On May 19th Gabriella Daris will dance live with the tubes over the course of three hours. This will be followed by a talk in which she will explore Gustav Metzger’s notion of Auto-Creative Art and Auto-Destructive Art, her dramaturgical approach to deconstructing his writings (1959-1999) and her ambiguous application of the Pythagorean Veil.
On May 20th Gabriella Daris will lead a laboratory inviting the audience not only to interact with the installation but to also experiment with different notions of seeing and hearing unseen sounds as they are made visible, challenging their psychophysical situation by means of exploring the implementation of destruction by the natural element of air to a level of fetishization and in reach of transcendence. Experimental artist Julian Hand will perform live light projections using watercolors on slides, creating a lava-like environment that recalls Gustav Metzger’s Liquid Crystal Environment (1965).

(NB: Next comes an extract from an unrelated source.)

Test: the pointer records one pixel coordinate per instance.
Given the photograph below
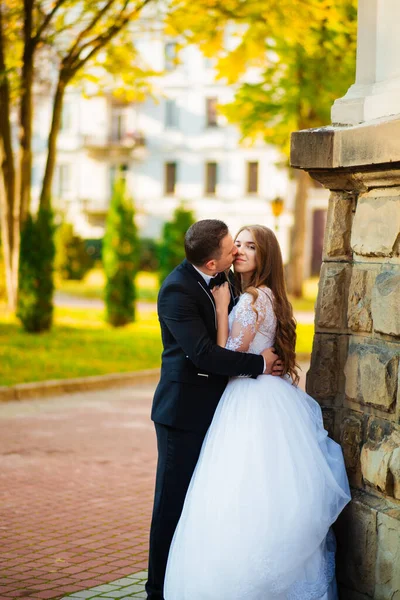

Dancing Tubes Interventions is curated by Gabriella Daris as part of Aural Lighthouses.
ABOUT AURAL LIGHTHOUSES
The history of Santorini in relation to its active volcano and its inhabitants’ recent memory of the terrific earthquake of 1953 have created a particular cultural and environmental relationship between each body and its potentially violent ambience. Catastrophes are often identified with impetuous, dense and massive sounds. Continuing to use Santorini's caldera as a ‘natural amphitheater’ for live or technically mediated auditory (re)presentations, the Santozeum museum will host the Aural Lighthouses symposium from May 18 – 23, 2015, and exhibition from May 18 – June 8, 2015, curated by Ileana Drinovan, as a part of the 'PSi 2015: Fluid States – Performances of UnKnowing' cluster of events across the world. Aural Lighthouses will examine the role of human aural performance in making disaster sounds seem natural and fade into a perceived inaudibility.